Do Christian metaphysics really dominate in fantasy? I mean, Tolkien are super Catholic, but LotR is clearly more influenced by the Germanic folklore than by Christianity. In fact, probably about 99% of fantasy is more influenced by the pagan religions extinguished by ( or appropriated by) Christianity than by Christianity itself. Hell, Narnia has fauns and minotaurs dwarves. His Dark Materials is probably on of the few fantasy novels that actually bases its metaphysical construct on some semblance of Christian myth, and leaves it absent of other influences.
"But Lewis' theory covers examples like this as well: "If there wasn't any gravity, there wouldn't be any human beings."
That's a matter of physical laws, not social institutions."
But its also about constraint. That is, stated as a positive rather than a negative, it says that gravity was part of the evolutionary environment of every organism that our species descends from (back to the single celled organisms left behind as accidental contamination by the survey ships of the late lamented Orgga Empire, of course). But our language is designed to narrate actions, not to describe structural constraints.
OTOH, in the two option poll between the realists and the idealists, I vote "other".
I think that your utilitarianism may have an unnoticed role in this paper. She's immortal, and you're not. There are lots of concerns about such relationships (which can be found in any respectable work from the Sci-Fi/Fantasy genre). You can dodge them by noting that the two of you are not in causal contact, so those concerns won't apply--you won't have to watch each other grow old. But a non-utilitarian might think that these concerns are applicable even in situations where they don't directly cause distress.
Also, the lack of causal connection may be an issue, if there are causal constraints on knowledge. Of course, you can know some things about her (by stipulating that you are thinking of the being with such and such qualities). But you can't learn things about her by talking to her, observing her habits, or interacting with her--important parts of human relationships--you can only learn about her via deductive reasoning (making additional stipulations may change the girl you're in love with). Again, as a utilitarian, you probably won't care about that.
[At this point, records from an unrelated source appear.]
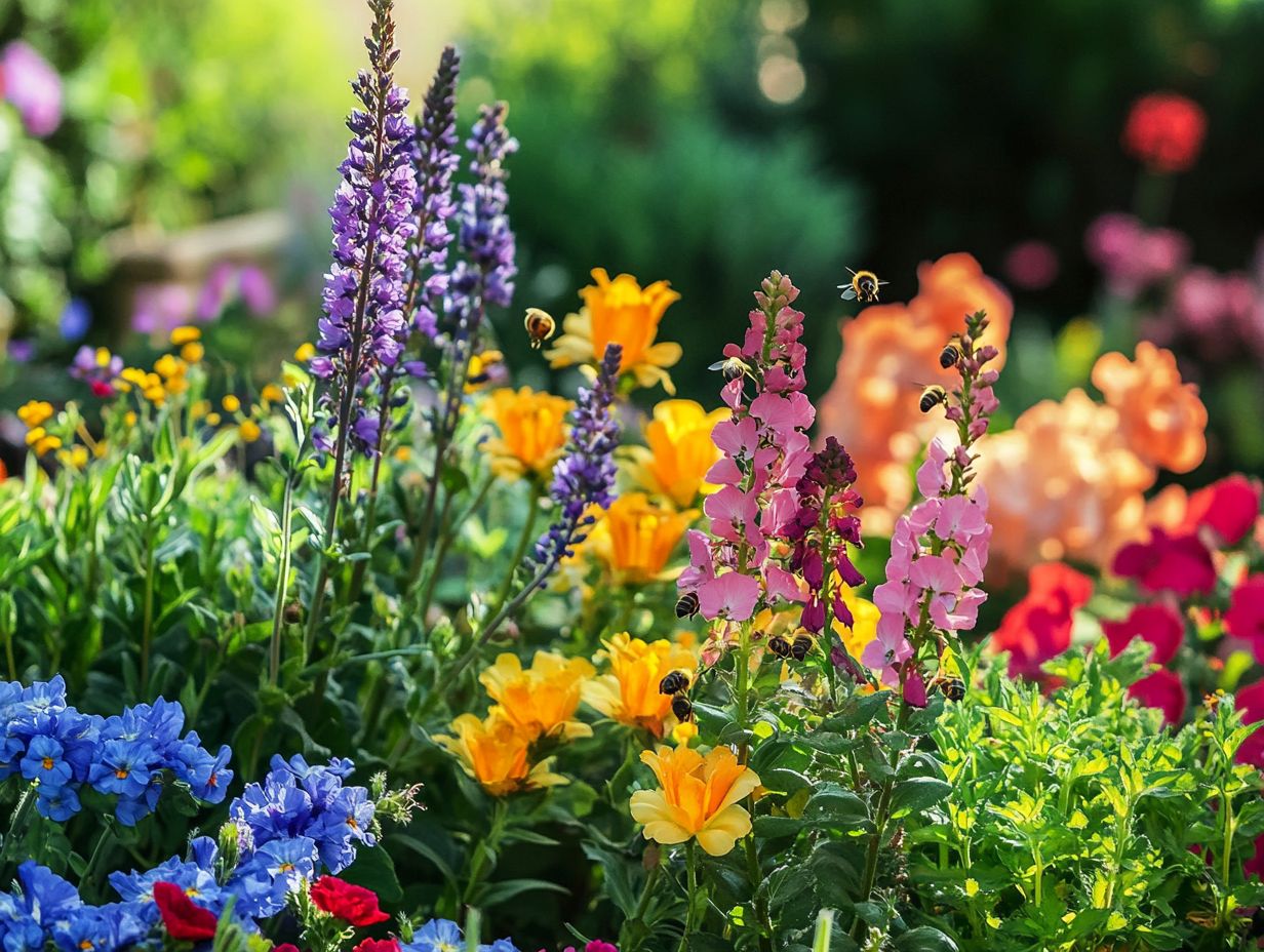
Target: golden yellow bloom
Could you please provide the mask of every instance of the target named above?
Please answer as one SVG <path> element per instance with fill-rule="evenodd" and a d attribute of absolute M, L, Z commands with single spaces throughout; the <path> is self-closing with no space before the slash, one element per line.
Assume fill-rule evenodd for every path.
<path fill-rule="evenodd" d="M 574 403 L 530 387 L 492 391 L 483 410 L 501 431 L 483 444 L 492 472 L 502 479 L 547 473 L 566 445 L 566 415 Z"/>
<path fill-rule="evenodd" d="M 28 400 L 18 407 L 18 418 L 28 430 L 43 426 L 53 416 L 53 405 L 43 400 Z"/>
<path fill-rule="evenodd" d="M 187 324 L 173 327 L 171 331 L 171 345 L 181 346 L 182 344 L 192 344 L 193 341 L 202 339 L 202 331 L 198 327 L 192 327 Z"/>
<path fill-rule="evenodd" d="M 579 292 L 584 306 L 562 321 L 562 335 L 546 354 L 549 362 L 554 367 L 595 364 L 607 344 L 622 344 L 622 373 L 633 374 L 641 387 L 661 383 L 667 393 L 675 393 L 664 368 L 674 367 L 684 351 L 680 344 L 655 344 L 653 339 L 664 312 L 680 295 L 666 281 L 642 290 L 631 274 L 611 281 L 605 268 L 593 268 L 592 273 L 597 283 Z"/>
<path fill-rule="evenodd" d="M 624 493 L 598 518 L 585 544 L 617 582 L 643 583 L 670 577 L 665 569 L 695 510 L 676 512 L 645 493 Z"/>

Actually, it just occurs to me that deducing more information about her could change the girl you're in love with, if facts about what you know about her are relevant to the closeness of her possible world to yours. That would be a dreadful result, if you were continually changing the object of your affection.
Interesting points, Justin. But remember that worlds are spatiotemporally isolated. So there's no time when she's alive and I'm dead, or when she's young and I'm old, just like I'm not any particular distance from her.
I think there may be clever ways to rig up the initial stipulation to deal with the issues you raise. If you want to learn more about her over time, perhaps you stipulate that for a portion of her life she looks like some actual person, and then some other actual person, and then some other actual person. That is, if you're into shapeshifters. But stipulations grounded in the actual world will probably useful to those who aren't as well.
There may also be some way to set up a stipulation in the beginning that sets up a way of binding any new information with the old info so you end up with just one person (who may be a very complicated person). But immortality gives you time to be complicated.
Since all that there needs to be for one of these girls to be out there is a possible counterfactual, doesn't that mean that we all have an infinite number or immortal girls singing our praises for all eternity in infinite parallel worlds?
That's right, corvus. The one section of the paper that got removed in the editing was on how we all have infinite possible fans and infinite possible haters out there. It makes me want to do more good things so my fans will be justified.
BTW, I'm more a Mixylevs guy than a Suemind guy, largely because Mixylevs sounds like she'd be a bit more frisky and quirky.
neil, you shouldn't assume the referee was male, though in fact he was. ;)
I liked how you managed to be very thorough in your reasoning, yet a sense of playfulness was throughout.